The flip side of the story captured in Howdy’s aerials was a Canada—but especially a rural Canada—on the cusp of fundamental change. The end of the Second World War had ushered in a period of accelerated urban ization and industrialization that would profoundly alter the character of the country. Agriculture, meanwhile, was troubled by instability and had been displaced from its favoured position in the national economy by other resource industries. These developments translated into a steady depopulating of the countryside and fewer but bigger farms in western Canada. A good many of the places photographed by Howdy were consequently consolidated into large, heavily mechanized operations, or more likely, abandoned within two decades. A similar fate befell many small villages and hamlets, which can no longer be found today on a road map. Urban centres, at the same time, benefitted from this population shift, as young people fled the family farm at first opportunity and headed to the city for a job that in many cases had nothing to do with agriculture. So, while Howdy is often credited for photographing Saskatchewan farms before out-migration had taken its toll on rural society, he also created a visual record of towns and cities before the resource and industrial boom of the post-war period and accompanying population growth had brought about a large-scale, physical transformation of these centres and the nature of their economies. They are historical artifacts, documentary evidence of a time and place seemingly light years away.

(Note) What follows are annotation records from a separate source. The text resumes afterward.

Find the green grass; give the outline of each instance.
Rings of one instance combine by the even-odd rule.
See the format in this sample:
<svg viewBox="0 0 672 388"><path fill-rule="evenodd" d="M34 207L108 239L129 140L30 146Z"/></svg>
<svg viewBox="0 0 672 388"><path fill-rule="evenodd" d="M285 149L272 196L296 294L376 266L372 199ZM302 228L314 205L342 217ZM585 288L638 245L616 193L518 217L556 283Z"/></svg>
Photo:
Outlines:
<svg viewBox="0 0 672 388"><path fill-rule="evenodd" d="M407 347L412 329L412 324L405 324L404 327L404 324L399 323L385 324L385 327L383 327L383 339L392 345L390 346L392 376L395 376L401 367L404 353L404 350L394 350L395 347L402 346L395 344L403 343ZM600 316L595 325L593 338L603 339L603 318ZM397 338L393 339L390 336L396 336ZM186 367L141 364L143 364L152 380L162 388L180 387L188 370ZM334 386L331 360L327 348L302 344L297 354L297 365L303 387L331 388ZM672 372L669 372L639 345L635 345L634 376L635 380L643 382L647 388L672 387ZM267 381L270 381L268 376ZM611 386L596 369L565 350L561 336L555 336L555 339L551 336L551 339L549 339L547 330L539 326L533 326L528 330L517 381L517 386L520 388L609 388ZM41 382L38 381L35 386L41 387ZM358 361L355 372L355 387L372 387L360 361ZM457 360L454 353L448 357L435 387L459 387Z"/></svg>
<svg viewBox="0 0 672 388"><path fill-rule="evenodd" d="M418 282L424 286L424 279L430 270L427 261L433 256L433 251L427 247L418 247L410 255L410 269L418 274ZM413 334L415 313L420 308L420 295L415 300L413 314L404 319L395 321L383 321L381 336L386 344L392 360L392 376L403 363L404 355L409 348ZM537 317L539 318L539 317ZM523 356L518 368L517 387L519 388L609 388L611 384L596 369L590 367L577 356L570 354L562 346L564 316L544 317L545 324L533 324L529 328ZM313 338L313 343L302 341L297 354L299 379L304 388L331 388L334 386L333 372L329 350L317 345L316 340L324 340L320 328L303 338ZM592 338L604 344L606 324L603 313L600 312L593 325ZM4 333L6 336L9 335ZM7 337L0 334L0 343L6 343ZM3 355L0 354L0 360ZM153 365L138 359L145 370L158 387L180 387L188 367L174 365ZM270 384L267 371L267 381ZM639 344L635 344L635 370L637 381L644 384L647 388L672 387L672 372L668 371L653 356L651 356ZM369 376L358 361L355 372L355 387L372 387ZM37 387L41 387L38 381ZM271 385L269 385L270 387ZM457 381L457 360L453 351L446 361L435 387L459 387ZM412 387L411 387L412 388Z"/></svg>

What really distinguishes Howdy’s work is the simple artistry of each composition. His aerials are not in any sense generic, or for that matter, sterile. Even though he was both flying the plane and using a hand-held camera, his photographs are amazingly sharp. They are also surprisingly detailed, especially given the distance from the subject, and this textual richness provides a window to the material culture of the period. Howdy had a keen sense of the landscape and tried to capture the rhythm and patterns of daily life by including people and their activities in the scenes whenever possible. The pictures are effectively saying that this is their home ground. Nothing delighted Howdy more during his picture outings than spotting individuals waving at him at he flew overhead and pressed the shutter. That moment—that intersection of plane, camera, and subject—can never be duplicated again given the transitory nature of photography. It’s what makes Howdy McPhail’s pictures so special, so valuable, but most of all, so reflective of a truly remarkable pilot who took aerial obliques to the level of an art form.